Le boulanger Aimable Castanier vient s’installer dans le petit village provençal de Sainte-Cécile où depuis des générations les habitants entretiennent des rancunes aussi mesquines que stupides. Dès sa première fournée de pain, Aimable fait la conquête de tous : jamais ils n’ont mangé du pain aussi bon. Sa très jeune femme, Aurélie, tient la caisse, discrète et silencieuse. Mais une nuit elle s’enfuit avec Dominique, le berger du marquis de Venelles.

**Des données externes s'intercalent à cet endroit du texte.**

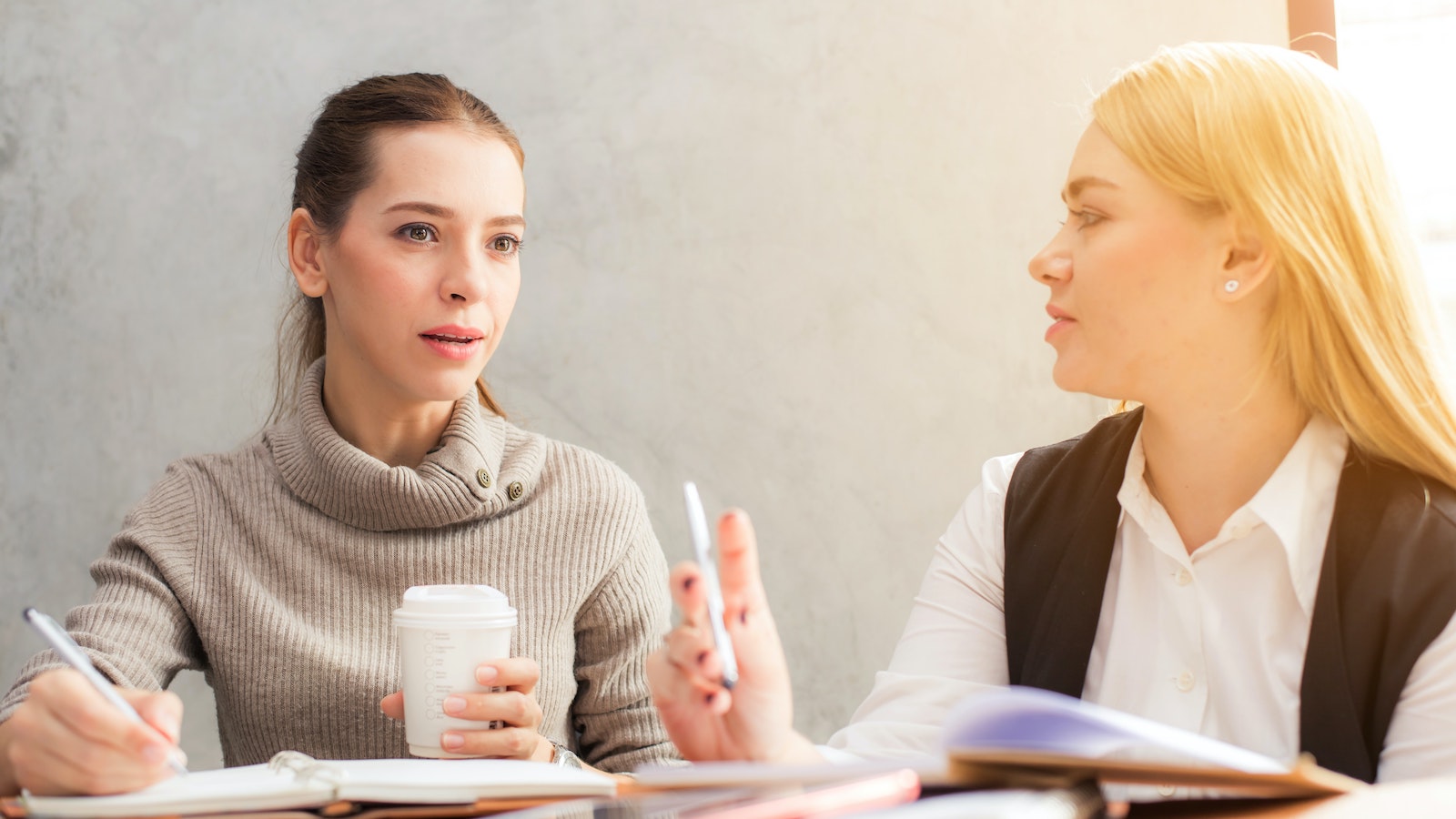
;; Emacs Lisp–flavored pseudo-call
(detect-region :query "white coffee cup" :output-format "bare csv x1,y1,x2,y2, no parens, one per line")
395,586,515,759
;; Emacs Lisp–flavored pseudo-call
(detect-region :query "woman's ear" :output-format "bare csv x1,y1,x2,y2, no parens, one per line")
288,207,329,298
1218,220,1274,301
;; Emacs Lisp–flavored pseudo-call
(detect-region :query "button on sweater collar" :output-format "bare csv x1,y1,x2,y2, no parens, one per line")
267,359,546,532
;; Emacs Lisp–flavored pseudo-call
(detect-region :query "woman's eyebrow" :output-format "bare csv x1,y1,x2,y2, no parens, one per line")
380,203,526,228
1061,177,1117,201
380,203,454,218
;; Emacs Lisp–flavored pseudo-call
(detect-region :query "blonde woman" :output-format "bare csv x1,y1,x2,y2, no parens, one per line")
648,44,1456,781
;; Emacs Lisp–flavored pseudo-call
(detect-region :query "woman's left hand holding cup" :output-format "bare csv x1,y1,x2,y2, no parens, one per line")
379,657,553,763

France, 1938, noir et blanc, 135 min.
Réalisation : Marcel Pagnol. Scénario et dialogues : Marcel Pagnol, d’après une nouvelle de Jean Giono. Image : Georges Benoît, Roger Ledru. Son : Marcel Lavoignat. Musique originale : Vincent Scotto. Montage : Marguerite Renoir, Suzanne de Troeye, Jeannette Ginestet. Production : Les Films Marcel Pagnol. Avec : Raimu (Aimable Castanier), Ginette Leclerc (Aurélie Castanier), Fernand Charpin (le marquis de Venelles), Robert Vattier (le curé), Édouard Delmont (Maillefer), Maximilienne Max (Melle Angèle), Robert Bassac (l’instituteur), Marcel Maupi (Barnabé), Alida Rouffe (Céleste, la bonne), Paul Dullac (Casimir), Charles Moulin (Dominique, le berger).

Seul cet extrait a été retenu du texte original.